I have spoken with the BC Conservation service and they are aware of the recent sightings as well. Anytime the Port Moody Police receive reports of cougar sightings, we do notify the BC Conservations Service.
If any animal is behaving in an aggressive manner in a populated area, the police and Conservation will respond and do what is needed to ensure the safety of the public.
I have spoken with both the BC Provincial Conservation Report line and the Conservation Officer that is directly assigned to the area. Both provided the following information.
Cougars are typically nocturnal animals and deer is their primary source of food. Due to the heavy snow pack, it is likely that the animals that we are seeing are moving down the mountain with the deer. Within populated areas, cougars can often find other food sources such as rats, moles, squirrels, mice and raccoons. Conservation recommends that everyone is mindful of their own attractants within their control and remind their neighbours of the same. Ensuring that there is no birdfeeders or open garbage that may attract rodents will help. Please ensure you keep your outdoor cooking appliances clean and report any cougar sightings to the BC Conservation Service at 1-877-952-7277.
Cougars will move on paths and travel ways when the area is free of people, usually at night. This is what was likely observed on our new Skytrain rail last week.

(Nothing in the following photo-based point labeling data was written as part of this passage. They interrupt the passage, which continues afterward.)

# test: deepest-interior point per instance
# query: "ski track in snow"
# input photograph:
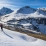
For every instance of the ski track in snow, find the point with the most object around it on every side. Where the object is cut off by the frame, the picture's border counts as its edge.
(11, 38)
(7, 35)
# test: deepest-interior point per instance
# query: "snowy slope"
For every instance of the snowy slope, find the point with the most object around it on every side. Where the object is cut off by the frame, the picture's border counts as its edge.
(11, 38)
(24, 12)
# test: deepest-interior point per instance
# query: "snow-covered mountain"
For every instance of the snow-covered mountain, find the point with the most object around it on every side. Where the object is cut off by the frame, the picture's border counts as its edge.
(26, 10)
(5, 11)
(13, 38)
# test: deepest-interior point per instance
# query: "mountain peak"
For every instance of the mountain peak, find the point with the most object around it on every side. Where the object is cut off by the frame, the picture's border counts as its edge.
(5, 11)
(26, 10)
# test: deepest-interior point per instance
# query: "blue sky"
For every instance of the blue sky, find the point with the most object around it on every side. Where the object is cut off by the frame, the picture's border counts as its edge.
(16, 4)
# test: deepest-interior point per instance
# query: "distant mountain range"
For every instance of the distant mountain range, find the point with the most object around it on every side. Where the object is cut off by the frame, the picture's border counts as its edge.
(5, 11)
(22, 13)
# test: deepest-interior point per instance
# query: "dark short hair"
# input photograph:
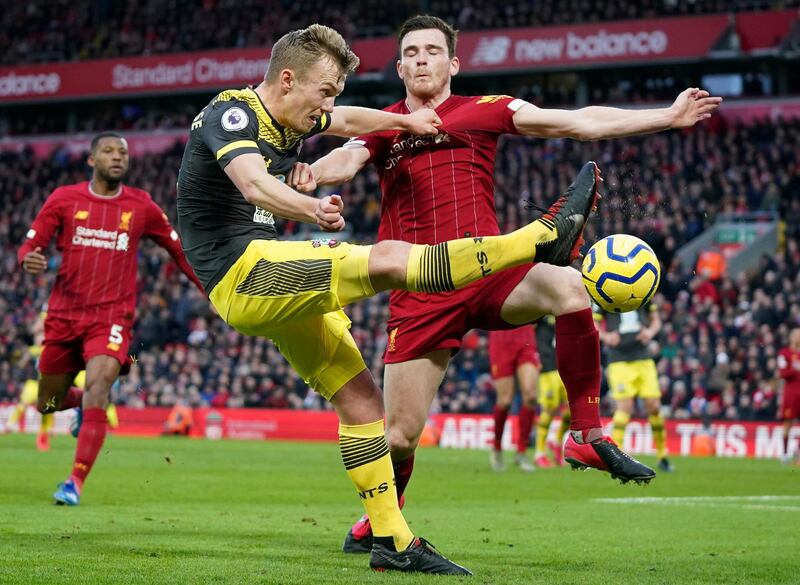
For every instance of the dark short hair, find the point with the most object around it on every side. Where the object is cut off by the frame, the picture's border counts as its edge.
(108, 134)
(425, 21)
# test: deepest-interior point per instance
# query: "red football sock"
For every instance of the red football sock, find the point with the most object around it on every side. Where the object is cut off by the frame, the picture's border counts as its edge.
(500, 416)
(402, 473)
(578, 359)
(90, 440)
(526, 416)
(73, 398)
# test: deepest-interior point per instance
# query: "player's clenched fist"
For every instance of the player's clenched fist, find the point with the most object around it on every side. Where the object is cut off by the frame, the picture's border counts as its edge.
(329, 213)
(424, 121)
(301, 178)
(34, 262)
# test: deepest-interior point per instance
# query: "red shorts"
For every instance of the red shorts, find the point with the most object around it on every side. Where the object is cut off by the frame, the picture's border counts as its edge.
(68, 345)
(420, 323)
(790, 406)
(508, 350)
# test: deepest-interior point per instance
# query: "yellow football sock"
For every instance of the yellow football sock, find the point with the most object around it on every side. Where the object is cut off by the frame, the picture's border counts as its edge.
(47, 423)
(619, 422)
(366, 458)
(542, 427)
(659, 434)
(566, 419)
(454, 264)
(111, 415)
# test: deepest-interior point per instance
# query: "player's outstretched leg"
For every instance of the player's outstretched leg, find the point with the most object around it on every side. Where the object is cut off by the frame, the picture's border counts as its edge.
(568, 215)
(419, 557)
(553, 238)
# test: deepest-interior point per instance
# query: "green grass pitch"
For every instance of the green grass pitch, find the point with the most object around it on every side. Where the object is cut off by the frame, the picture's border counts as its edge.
(183, 511)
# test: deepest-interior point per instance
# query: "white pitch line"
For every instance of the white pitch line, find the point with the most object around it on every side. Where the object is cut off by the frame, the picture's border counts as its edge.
(738, 502)
(686, 499)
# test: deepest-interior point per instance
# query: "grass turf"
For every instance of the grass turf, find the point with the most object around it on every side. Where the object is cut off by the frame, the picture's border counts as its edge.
(187, 511)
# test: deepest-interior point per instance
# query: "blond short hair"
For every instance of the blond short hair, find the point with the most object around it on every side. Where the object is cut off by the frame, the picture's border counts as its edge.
(299, 50)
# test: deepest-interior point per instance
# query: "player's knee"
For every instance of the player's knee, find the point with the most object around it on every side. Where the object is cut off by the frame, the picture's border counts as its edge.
(388, 262)
(568, 292)
(400, 442)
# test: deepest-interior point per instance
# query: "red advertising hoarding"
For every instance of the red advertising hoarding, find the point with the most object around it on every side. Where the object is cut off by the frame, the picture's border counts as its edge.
(630, 41)
(455, 431)
(571, 46)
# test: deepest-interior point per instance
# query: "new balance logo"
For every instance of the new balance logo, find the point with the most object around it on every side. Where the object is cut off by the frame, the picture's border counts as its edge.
(370, 493)
(491, 50)
(483, 260)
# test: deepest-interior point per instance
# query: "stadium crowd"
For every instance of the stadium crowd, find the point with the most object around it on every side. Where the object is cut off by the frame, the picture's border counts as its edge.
(716, 353)
(67, 30)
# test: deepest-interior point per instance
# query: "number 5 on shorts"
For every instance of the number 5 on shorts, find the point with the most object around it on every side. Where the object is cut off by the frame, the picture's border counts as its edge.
(115, 337)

With that in mind we would recommend that you remain vigilant and encourage children to play in groups while being supervised, and keep small pets inside after dark. Having noise makers or music playing while the children are outside can assist. Dogs are often excellent warning devices.
No information received by Conservation have reported predatory or stalking behaviour and there has been no behavior reported that would warrant destruction. All of the reports have been sightings of the animals in the area. The activities of these cougars are being monitored by Conservation and they will respond accordingly should their observed behaviour change.
If you observe a cougar moving through the area, please contact the BC Conservation Service at 1-877-952-7277 and the Port Moody Police non-emergency line at 604-461-3456. If you believe the cougar’s behaviour appears aggressive or dangerous, call 911 immediately.